I have to imagine some sort of regulatory thing was going on here, like they have to provide X% of units at Y% of market rate in order to get some tax concession or something.

I know there's not going to be a lot of sympathy for higher housing prices here, but it does feel like something went wrong in this specific case.



In a big development I imagine clearing inventory in a straightforward way at prices that'll net you a good profit margin anyway is more appealing than trying to run bidding wars for each unit individually. Depending on the market it's also possible that the gap between "price four people are willing to pay" and "price nobody is willing to pay" isn't very significant.

There's also a goodwill aspect in other cases: Sony kept selling PS5s at MSRP even when scalpers were getting $800+, because better for them that people are pissed at the scalpers than dealing with the bad PR of such a huge price hike over previous generations.
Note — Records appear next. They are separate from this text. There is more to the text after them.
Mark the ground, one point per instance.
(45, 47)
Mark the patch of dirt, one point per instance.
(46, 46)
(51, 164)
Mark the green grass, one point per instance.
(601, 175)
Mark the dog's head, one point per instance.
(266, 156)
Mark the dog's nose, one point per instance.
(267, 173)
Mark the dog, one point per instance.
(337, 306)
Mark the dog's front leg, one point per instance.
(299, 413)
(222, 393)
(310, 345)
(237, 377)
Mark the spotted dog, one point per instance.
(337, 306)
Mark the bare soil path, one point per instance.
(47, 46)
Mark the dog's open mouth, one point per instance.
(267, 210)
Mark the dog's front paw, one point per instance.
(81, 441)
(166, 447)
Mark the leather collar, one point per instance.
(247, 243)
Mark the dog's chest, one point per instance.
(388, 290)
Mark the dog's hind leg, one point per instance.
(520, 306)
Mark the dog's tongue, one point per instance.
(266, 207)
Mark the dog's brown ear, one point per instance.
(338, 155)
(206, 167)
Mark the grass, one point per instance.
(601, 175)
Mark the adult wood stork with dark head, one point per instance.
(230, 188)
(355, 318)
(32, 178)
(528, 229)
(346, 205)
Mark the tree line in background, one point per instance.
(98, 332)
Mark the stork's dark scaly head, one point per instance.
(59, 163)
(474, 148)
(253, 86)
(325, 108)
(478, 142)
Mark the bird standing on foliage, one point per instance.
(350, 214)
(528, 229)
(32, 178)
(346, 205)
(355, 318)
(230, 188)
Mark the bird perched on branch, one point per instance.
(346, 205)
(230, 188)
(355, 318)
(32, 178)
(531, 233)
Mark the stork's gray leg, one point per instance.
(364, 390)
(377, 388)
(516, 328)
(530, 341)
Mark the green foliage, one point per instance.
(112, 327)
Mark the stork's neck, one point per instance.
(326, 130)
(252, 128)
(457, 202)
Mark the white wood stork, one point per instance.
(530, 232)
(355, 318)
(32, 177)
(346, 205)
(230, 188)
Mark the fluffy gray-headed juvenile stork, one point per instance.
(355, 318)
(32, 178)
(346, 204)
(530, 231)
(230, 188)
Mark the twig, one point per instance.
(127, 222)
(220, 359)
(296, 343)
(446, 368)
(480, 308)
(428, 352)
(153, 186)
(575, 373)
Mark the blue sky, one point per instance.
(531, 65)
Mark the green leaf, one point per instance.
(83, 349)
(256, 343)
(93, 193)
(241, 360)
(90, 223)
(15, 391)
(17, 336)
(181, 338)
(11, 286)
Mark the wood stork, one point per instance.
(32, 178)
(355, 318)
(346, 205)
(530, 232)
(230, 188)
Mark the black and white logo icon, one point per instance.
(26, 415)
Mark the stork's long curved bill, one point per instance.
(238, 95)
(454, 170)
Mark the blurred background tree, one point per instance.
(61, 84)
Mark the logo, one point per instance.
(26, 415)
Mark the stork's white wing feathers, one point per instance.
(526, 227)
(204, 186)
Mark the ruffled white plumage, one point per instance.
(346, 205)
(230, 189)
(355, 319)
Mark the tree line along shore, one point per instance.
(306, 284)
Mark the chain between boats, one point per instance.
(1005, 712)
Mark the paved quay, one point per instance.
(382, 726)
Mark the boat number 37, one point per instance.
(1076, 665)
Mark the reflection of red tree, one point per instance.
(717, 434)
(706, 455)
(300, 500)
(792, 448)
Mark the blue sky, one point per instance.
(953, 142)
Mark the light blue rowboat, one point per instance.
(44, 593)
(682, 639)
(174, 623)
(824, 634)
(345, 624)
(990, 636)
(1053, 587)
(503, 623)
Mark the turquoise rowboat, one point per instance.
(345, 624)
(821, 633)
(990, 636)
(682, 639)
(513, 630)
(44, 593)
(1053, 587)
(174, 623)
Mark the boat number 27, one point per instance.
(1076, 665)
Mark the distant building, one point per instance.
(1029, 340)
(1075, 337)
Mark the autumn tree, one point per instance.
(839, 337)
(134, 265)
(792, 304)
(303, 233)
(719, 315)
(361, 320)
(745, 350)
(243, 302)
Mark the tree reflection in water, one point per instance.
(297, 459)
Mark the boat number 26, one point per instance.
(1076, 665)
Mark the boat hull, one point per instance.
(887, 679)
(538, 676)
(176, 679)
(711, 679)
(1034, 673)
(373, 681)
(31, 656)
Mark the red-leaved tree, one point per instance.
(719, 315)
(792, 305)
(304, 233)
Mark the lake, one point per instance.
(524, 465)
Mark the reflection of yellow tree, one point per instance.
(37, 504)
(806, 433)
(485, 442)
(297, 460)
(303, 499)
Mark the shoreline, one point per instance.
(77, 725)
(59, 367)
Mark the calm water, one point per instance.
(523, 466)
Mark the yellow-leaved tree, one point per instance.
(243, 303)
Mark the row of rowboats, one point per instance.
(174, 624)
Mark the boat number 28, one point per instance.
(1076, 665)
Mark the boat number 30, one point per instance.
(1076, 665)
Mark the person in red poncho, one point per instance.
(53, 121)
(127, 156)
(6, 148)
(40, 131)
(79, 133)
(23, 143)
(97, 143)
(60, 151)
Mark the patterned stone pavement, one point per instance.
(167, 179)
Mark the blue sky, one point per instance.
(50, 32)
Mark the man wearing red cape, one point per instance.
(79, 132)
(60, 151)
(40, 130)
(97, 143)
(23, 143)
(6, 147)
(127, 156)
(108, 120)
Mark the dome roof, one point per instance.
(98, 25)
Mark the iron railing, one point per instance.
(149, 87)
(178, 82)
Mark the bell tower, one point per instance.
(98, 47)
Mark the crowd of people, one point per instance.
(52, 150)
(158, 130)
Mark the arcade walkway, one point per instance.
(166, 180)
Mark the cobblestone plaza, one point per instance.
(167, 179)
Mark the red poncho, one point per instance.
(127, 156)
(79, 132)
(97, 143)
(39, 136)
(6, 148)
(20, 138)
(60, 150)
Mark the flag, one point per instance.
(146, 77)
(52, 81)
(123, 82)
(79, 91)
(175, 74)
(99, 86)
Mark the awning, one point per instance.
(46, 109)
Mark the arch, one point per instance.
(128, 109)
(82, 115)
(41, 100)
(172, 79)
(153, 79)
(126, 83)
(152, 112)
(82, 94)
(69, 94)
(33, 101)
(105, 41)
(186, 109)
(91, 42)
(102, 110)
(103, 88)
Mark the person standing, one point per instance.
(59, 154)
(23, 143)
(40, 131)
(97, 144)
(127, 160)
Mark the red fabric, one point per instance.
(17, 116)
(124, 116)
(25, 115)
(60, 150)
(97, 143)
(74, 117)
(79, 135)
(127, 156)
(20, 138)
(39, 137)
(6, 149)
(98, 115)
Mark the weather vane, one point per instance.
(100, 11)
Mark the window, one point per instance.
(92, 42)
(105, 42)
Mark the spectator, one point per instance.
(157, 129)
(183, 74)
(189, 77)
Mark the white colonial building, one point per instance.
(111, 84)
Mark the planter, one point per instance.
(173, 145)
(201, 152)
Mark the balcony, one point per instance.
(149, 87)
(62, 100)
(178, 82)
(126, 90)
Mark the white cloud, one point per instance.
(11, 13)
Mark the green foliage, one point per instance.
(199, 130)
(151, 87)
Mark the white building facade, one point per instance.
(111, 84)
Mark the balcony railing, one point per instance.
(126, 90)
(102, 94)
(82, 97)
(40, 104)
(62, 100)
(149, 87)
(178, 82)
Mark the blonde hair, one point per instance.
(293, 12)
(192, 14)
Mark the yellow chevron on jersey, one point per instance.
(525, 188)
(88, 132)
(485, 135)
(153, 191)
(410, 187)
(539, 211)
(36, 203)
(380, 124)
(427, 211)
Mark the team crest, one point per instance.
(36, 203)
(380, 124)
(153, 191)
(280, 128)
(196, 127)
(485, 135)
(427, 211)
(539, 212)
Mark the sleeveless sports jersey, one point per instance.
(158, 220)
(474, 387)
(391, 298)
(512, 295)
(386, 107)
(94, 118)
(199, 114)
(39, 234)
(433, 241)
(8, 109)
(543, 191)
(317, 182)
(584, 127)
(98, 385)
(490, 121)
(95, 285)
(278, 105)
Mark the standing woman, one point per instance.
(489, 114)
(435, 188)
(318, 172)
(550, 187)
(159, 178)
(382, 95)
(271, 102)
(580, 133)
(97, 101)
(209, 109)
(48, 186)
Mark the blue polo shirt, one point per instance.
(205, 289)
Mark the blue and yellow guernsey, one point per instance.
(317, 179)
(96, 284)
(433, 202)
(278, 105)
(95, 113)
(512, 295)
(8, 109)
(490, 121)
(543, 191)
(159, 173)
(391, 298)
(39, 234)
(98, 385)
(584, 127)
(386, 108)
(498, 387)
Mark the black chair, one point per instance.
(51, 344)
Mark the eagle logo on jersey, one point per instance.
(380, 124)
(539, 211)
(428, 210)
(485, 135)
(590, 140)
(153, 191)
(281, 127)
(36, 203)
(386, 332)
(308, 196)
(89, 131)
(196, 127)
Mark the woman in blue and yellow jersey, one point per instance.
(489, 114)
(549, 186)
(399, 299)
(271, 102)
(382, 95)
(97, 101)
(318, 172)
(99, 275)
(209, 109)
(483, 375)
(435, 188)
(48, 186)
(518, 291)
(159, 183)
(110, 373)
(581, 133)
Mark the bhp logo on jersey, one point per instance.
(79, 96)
Yeah, for established brands like Sony who expect to have long recurring relationships with customers, it wouldn't make sense to run auctions on products because you're just going to upset people and no one will think you're making mass-market products any more. The same goes for some popular musicians: they could make more at a particular show by auctioning off tickets, but they often go out of their way to have a lottery and prevent people from re-selling tickets at higher prices.

It seems possible that a large housing developer has similar incentives.


It's like how event tickets are routinely scalped. The thing that is going wrong is that the additional bid isn't worth the reputational drama.

Homo economicus would understand that the seller is simply being efficient. Homo sapiens gets all emotional about it.


For the people selling, it is often more profitable (or at least less hassle) to sell quickly with minimal fuss and move onto the next one.